A Pediatric Parathyroid Carcinoma: An Unusual Clinical Presentation and Mini-review
Author(s) -
Alireza Rahimi,
Roghayeh Shahbazi,
Pooneh Nikuei,
Sanaz Soleimani,
Azadeh Moradkhani,
Ali Atashabparvar,
Farnaz Khajehrahimi,
Ghazal Zoghi,
Masoumeh Kheirandish
Publication year - 2021
Publication title -
international journal of endocrinology and metabolism/international journal of endocrinology and metabolism.
Language(s) - English
Resource type - Journals
SCImago Journal Rank - 0.652
H-Index - 23
eISSN - 1726-9148
pISSN - 1726-913X
DOI - 10.5812/ijem.110234
Subject(s) - medicine , primary hyperparathyroidism , parathyroid carcinoma , population , parathyroid adenoma , parathyroid hormone , pathology , differential diagnosis , gastroenterology , environmental health , calcium
Primary hyperparathyroidism (PHPT) is a rare condition in the pediatric population. Parathyroid carcinoma (PC) is a very uncommon cause of PHPT, accounting for < 1% of pediatric PHPT cases.

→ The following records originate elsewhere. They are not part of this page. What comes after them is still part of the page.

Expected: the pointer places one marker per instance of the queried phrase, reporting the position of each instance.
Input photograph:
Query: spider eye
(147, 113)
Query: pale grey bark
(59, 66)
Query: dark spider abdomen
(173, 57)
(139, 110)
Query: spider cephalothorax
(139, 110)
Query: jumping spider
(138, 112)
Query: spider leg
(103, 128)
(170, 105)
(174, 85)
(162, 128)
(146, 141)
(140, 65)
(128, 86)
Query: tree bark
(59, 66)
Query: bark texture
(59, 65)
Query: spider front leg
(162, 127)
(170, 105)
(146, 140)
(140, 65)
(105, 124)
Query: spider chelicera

It is challenging to distinguish between parathyroid adenoma (PA), the most common cause of PHPT, and PC. In this report, we described a young female who presented with a history of progressive limping and was finally diagnosed with PC. Case Presentation: A 15-year-old girl presented with progressive limping and bone pain for 8 years. She was referred by an orthopedic surgeon because of elevated intact parathyroid hormone (iPTH) for further evaluation. Physical examination revealed a large, firm, and non-tender neck mass, left hip tenderness, and limited range of motion. The initial biochemistry tests showed a borderline high calcium level of 10.8 mg/dl, an elevated iPTH level of 2876 pg/mL, and a decreased phosphorus level of 2.4 mg/dL. The 99mTechnetium (Tc) sestamibi scan displayed early intense activity in the right thyroid lobe persisting in the three-hour repeat scan, compatible with a parathyroid lesion. The patient underwent right-sided neck exploration and parathyroidectomy. Intraoperative and pathology findings confirmed the diagnosis of PC. Immunohistochemistry (IHC) staining revealed creatine kinase (CK) and CD31 in endothelial cells of the tumor. Ki67 staining was also positive in 2% - 3% of tumor cells. The whole exome sequencing (WES) study was negative for cell division cycle 73 (CDC73) and multiple endocrine neoplasia 1 (MEN1) genes. Conclusions: PC should be considered as a differential diagnosis of PHPT in the pediatric population, even in the presence of mild hypercalcemia.